The plausible couple are the most
ecstatic people living: the most sensitive people to
merit on the face of the earth. Nothing
clever or virtuous escapes them. They have microscopic
eyes for such endowments, and can find them anywhere.
The plausible couple never fawn oh no!
They don’t even scruple to tell their friends
of their faults. One is too generous, another
too candid; a third has a tendency to think all people
like himself, and to regard mankind as a company of
angels; a fourth is kind-hearted to a fault.
’We never flatter, my dear Mrs. Jackson,’
say the plausible couple; ’we speak our minds.
Neither you nor Mr. Jackson have faults enough.
It may sound strangely, but it is true. You
have not faults enough. You know our way, we
must speak out, and always do. Quarrel with
us for saying so, if you will; but we repeat it, you
have not faults enough!’
The plausible couple are no less plausible
to each other than to third parties. They are
always loving and harmonious. The plausible gentleman
calls his wife ‘darling,’ and the plausible
lady addresses him as ‘dearest.’
If it be Mr. and Mrs. Bobtail Widger, Mrs. Widger
is ‘Lavinia, darling,’ and Mr. Widger
is ‘Bobtail, dearest.’ Speaking of
each other, they observe the same tender form.
Mrs. Widger relates what ‘Bobtail’ said,
and Mr. Widger recounts what ‘darling’
thought and did.
If you sit next to the plausible lady
at a dinner-table, she takes the earliest opportunity
of expressing her belief that you are acquainted with
the Clickits; she is sure she has heard the Clickits
speak of you she must not tell you in what
terms, or you will take her for a flatterer.

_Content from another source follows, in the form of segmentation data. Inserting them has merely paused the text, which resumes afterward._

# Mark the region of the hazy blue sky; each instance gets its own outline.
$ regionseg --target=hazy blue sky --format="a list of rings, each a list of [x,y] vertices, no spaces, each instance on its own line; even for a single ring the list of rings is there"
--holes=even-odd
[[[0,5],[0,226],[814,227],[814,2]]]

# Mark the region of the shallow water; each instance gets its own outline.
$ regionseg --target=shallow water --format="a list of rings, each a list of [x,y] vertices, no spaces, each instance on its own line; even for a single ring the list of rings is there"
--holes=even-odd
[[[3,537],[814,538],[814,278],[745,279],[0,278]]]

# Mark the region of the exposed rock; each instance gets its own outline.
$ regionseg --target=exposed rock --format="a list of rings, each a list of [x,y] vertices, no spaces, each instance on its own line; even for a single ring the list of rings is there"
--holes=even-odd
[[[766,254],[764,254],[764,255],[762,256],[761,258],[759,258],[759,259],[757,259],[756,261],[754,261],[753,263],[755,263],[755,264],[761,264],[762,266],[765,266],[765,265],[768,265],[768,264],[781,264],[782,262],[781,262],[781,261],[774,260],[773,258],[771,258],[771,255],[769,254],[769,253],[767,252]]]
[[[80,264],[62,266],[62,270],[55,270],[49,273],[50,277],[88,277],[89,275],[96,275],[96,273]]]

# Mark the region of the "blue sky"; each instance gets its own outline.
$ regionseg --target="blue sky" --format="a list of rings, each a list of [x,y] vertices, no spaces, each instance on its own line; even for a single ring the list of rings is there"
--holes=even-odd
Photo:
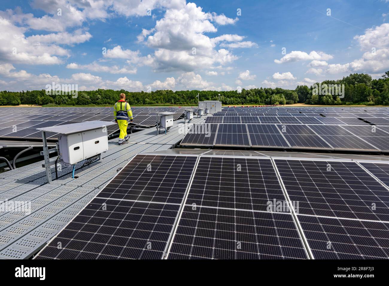
[[[53,82],[86,90],[294,89],[354,72],[376,78],[389,70],[388,2],[6,0],[0,90]]]

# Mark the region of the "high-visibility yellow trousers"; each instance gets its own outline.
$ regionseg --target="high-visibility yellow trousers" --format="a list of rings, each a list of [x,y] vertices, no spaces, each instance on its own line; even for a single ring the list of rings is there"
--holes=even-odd
[[[127,127],[128,126],[128,121],[127,120],[118,120],[117,124],[120,130],[120,134],[119,134],[119,143],[124,140],[128,140],[128,135],[127,135]]]

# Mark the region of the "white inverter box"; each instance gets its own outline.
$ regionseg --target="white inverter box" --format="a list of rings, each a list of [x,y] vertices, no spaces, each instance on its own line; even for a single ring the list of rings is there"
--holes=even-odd
[[[58,142],[62,161],[72,165],[108,150],[105,129],[105,132],[99,128],[63,135]]]

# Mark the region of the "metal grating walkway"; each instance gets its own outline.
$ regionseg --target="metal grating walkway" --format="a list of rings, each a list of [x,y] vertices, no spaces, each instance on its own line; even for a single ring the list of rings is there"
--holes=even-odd
[[[130,143],[117,145],[110,140],[109,149],[98,161],[76,165],[72,178],[70,168],[58,171],[58,179],[47,184],[44,161],[0,174],[0,201],[31,202],[31,212],[0,212],[0,259],[23,259],[36,253],[85,206],[115,175],[118,169],[141,152],[162,151],[177,145],[193,123],[204,122],[205,116],[194,118],[188,125],[184,119],[165,134],[151,128],[131,135]],[[52,160],[53,160],[52,158]],[[54,168],[53,177],[55,177]]]

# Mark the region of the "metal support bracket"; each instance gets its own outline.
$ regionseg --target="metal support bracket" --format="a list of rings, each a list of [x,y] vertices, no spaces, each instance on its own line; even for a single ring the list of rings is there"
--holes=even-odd
[[[47,147],[47,142],[46,139],[46,132],[43,131],[41,132],[42,132],[42,141],[43,142],[43,151],[40,152],[40,154],[43,156],[45,160],[45,163],[42,164],[42,167],[46,169],[46,179],[47,179],[47,182],[50,183],[53,181],[50,166],[55,164],[55,161],[50,162],[49,155],[51,153],[58,151],[58,149],[56,148],[49,149],[49,147]]]

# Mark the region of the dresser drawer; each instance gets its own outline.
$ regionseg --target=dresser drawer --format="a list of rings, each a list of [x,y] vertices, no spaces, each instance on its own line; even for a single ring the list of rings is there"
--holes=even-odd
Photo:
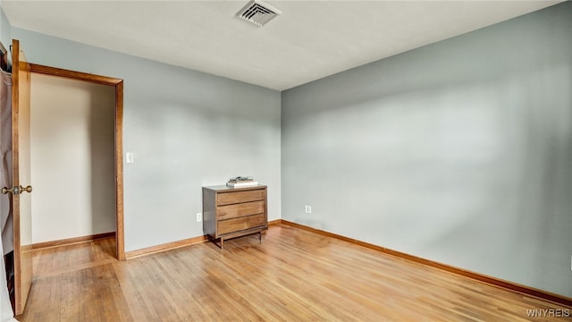
[[[217,207],[216,218],[231,219],[244,216],[262,214],[266,211],[265,200]]]
[[[250,228],[262,227],[266,225],[266,214],[221,220],[218,221],[216,225],[218,226],[217,233],[221,235]]]
[[[239,202],[264,200],[266,199],[266,191],[257,189],[246,191],[221,192],[216,195],[216,205],[231,205]]]

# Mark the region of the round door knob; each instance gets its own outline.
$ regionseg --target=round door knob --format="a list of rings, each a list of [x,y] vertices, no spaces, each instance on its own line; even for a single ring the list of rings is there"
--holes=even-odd
[[[28,187],[20,186],[20,193],[22,193],[24,191],[30,193],[32,191],[32,186],[30,185],[29,185]]]

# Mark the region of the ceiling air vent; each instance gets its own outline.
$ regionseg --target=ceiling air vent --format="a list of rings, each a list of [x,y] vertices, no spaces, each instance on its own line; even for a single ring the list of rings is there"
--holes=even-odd
[[[282,12],[270,4],[258,0],[252,0],[248,3],[244,8],[240,9],[236,15],[258,27],[262,27],[273,18],[282,13]]]

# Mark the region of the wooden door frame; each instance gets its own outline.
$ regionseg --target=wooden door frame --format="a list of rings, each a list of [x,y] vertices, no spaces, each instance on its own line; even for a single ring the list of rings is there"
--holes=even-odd
[[[31,72],[115,88],[115,244],[117,259],[125,259],[123,228],[123,80],[29,64]]]

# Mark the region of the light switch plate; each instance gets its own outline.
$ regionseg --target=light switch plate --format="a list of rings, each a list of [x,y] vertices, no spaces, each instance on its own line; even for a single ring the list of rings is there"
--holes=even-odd
[[[125,154],[125,162],[127,162],[127,163],[134,163],[135,162],[135,156],[133,155],[133,152],[127,152]]]

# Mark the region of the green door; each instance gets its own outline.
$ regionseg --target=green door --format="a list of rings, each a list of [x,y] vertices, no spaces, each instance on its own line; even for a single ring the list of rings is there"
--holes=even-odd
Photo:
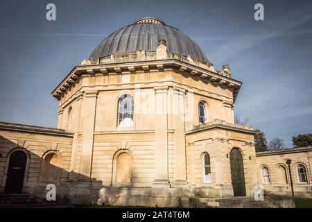
[[[246,196],[245,187],[244,166],[243,157],[238,148],[233,148],[229,154],[231,162],[232,185],[234,196]]]

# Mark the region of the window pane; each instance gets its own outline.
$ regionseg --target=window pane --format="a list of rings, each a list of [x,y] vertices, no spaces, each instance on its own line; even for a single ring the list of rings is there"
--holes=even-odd
[[[205,166],[205,174],[208,175],[210,174],[211,172],[210,171],[210,166]]]
[[[133,99],[130,95],[121,97],[119,104],[119,125],[133,126]]]

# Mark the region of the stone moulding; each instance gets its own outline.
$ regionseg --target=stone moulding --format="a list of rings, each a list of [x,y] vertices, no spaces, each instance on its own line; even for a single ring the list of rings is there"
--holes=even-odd
[[[191,77],[197,77],[202,80],[214,82],[223,87],[233,89],[234,101],[236,98],[241,83],[231,78],[221,76],[217,72],[195,66],[175,59],[138,61],[131,62],[113,62],[104,65],[91,65],[77,66],[74,67],[62,83],[52,92],[52,95],[60,100],[66,91],[83,74],[102,74],[103,75],[114,73],[135,72],[152,70],[163,71],[164,69],[171,68],[177,71],[187,74]]]
[[[230,123],[220,119],[215,119],[211,122],[209,122],[205,124],[193,126],[193,129],[186,132],[186,134],[191,134],[198,131],[202,131],[216,128],[236,130],[252,134],[256,133],[251,126]]]
[[[0,129],[73,137],[73,133],[66,132],[64,130],[12,123],[0,122]]]

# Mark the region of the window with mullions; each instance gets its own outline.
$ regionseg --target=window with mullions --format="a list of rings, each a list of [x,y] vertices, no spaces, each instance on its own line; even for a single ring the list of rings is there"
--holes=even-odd
[[[298,182],[300,183],[308,182],[306,167],[303,164],[298,164],[298,166],[297,166],[297,173],[298,176]]]
[[[133,99],[130,95],[123,95],[119,99],[118,126],[121,127],[133,126]]]
[[[202,173],[204,176],[204,183],[211,182],[211,171],[210,168],[210,157],[208,153],[202,155]]]
[[[207,122],[207,108],[206,104],[201,101],[198,104],[198,114],[200,124],[204,124]]]

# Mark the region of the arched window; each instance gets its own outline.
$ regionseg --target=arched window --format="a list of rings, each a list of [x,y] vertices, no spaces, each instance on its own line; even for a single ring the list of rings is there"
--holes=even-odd
[[[68,130],[71,130],[71,119],[73,117],[73,108],[71,107],[68,110]]]
[[[270,183],[270,175],[268,167],[262,166],[261,173],[262,173],[262,182]]]
[[[277,183],[279,184],[286,184],[287,182],[287,174],[285,167],[283,166],[277,166]]]
[[[122,152],[116,158],[115,185],[116,186],[130,186],[132,178],[132,161],[131,155]]]
[[[198,104],[198,116],[200,124],[207,122],[207,107],[203,101],[200,101]]]
[[[130,95],[123,95],[118,103],[118,126],[133,126],[133,99]]]
[[[202,155],[202,174],[204,183],[211,182],[211,171],[210,168],[210,157],[208,153]]]
[[[306,167],[303,164],[298,164],[297,166],[297,173],[298,176],[298,182],[300,183],[308,182]]]

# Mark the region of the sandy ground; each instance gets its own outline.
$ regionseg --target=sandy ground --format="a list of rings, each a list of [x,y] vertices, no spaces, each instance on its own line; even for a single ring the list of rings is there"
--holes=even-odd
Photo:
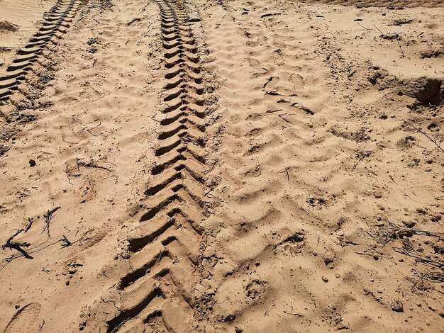
[[[0,0],[0,330],[444,332],[443,6]]]

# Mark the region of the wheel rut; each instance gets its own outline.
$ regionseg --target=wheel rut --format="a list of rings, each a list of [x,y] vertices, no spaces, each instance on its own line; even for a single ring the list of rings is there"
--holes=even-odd
[[[205,89],[186,6],[156,2],[165,84],[153,181],[144,192],[140,224],[127,238],[130,269],[116,283],[118,310],[99,324],[107,332],[194,331],[193,290],[200,279],[201,222],[209,205]]]
[[[33,106],[35,89],[50,79],[46,70],[51,65],[51,55],[82,6],[79,0],[59,0],[45,15],[38,30],[0,74],[0,105],[10,101],[19,108]]]

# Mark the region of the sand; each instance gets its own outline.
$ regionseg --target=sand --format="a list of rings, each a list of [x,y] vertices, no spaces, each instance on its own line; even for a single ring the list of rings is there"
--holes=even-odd
[[[0,0],[0,330],[444,332],[443,6]]]

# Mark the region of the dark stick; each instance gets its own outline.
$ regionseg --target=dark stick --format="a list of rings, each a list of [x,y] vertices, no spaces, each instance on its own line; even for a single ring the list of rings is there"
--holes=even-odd
[[[43,215],[45,217],[45,222],[46,224],[45,225],[45,227],[43,227],[43,230],[42,230],[42,232],[46,230],[46,232],[48,232],[48,237],[50,236],[50,222],[51,222],[51,218],[52,218],[52,214],[54,214],[57,210],[60,208],[61,208],[60,206],[57,206],[55,208],[52,209],[52,210],[48,210],[48,213],[45,215]]]
[[[427,134],[426,134],[425,132],[423,132],[422,130],[421,130],[419,128],[418,128],[416,126],[415,126],[414,125],[409,123],[407,120],[404,120],[404,119],[402,120],[402,121],[404,121],[405,123],[410,125],[412,128],[414,128],[415,130],[416,130],[418,132],[423,134],[424,135],[426,135],[426,137],[427,137],[427,138],[428,140],[430,140],[432,142],[433,142],[435,145],[436,145],[436,147],[438,147],[440,149],[441,149],[441,152],[444,152],[444,150],[443,150],[443,148],[441,148],[441,147],[436,142],[436,141],[435,141],[433,139],[432,139],[431,137],[429,137]]]

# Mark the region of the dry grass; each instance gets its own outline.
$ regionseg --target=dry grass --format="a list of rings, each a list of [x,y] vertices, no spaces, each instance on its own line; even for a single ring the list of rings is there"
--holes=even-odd
[[[7,21],[0,21],[1,33],[15,33],[18,30],[18,26],[8,22]]]

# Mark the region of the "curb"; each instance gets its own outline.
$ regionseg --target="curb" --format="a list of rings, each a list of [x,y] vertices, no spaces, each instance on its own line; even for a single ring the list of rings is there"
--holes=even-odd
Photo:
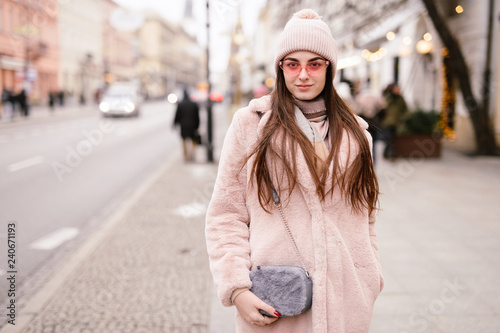
[[[80,265],[92,251],[94,251],[101,241],[113,230],[113,228],[123,220],[134,204],[151,188],[151,186],[175,163],[180,159],[180,149],[176,149],[168,161],[149,176],[136,190],[132,192],[108,217],[102,226],[95,229],[92,235],[71,255],[67,262],[62,264],[62,268],[27,301],[24,308],[19,309],[16,316],[16,325],[6,322],[0,329],[0,333],[18,333],[22,332],[32,319],[43,309],[45,304],[51,299],[54,293],[68,279],[73,271]]]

You admit a knowledge of the Clickits; the plausible
lady immediately launches out in their praise.
She quite loves the Clickits. Were there ever
such true-hearted, hospitable, excellent people such
a gentle, interesting little woman as Mrs. Clickit,
or such a frank, unaffected creature as Mr. Clickit?
were there ever two people, in short, so little spoiled
by the world as they are? ‘As who, darling?’
cries Mr. Widger, from the opposite side of the table.
‘The Clickits, dearest,’ replies Mrs.
Widger. ‘Indeed you are right, darling,’
Mr. Widger rejoins; ‘the Clickits are a very
high-minded, worthy, estimable couple.’
Mrs. Widger remarking that Bobtail always grows quite
eloquent upon this subject, Mr. Widger admits that
he feels very strongly whenever such people as the
Clickits and some other friends of his (here he glances
at the host and hostess) are mentioned; for they are
an honour to human nature, and do one good to think
of. ’You know the Clickits, Mrs. Jackson?’
he says, addressing the lady of the house. ’No,
indeed; we have not that pleasure,’ she replies.
‘You astonish me!’ exclaims Mr. Widger:
’not know the Clickits! why, you are the very
people of all others who ought to be their bosom friends.
You are kindred beings; you are one and the same
thing: not know the Clickits! Now
will you know the Clickits? Will you
make a point of knowing them? Will you meet them
in a friendly way at our house one evening, and be
acquainted with them?’ Mrs. Jackson will be
quite delighted; nothing would give her more pleasure.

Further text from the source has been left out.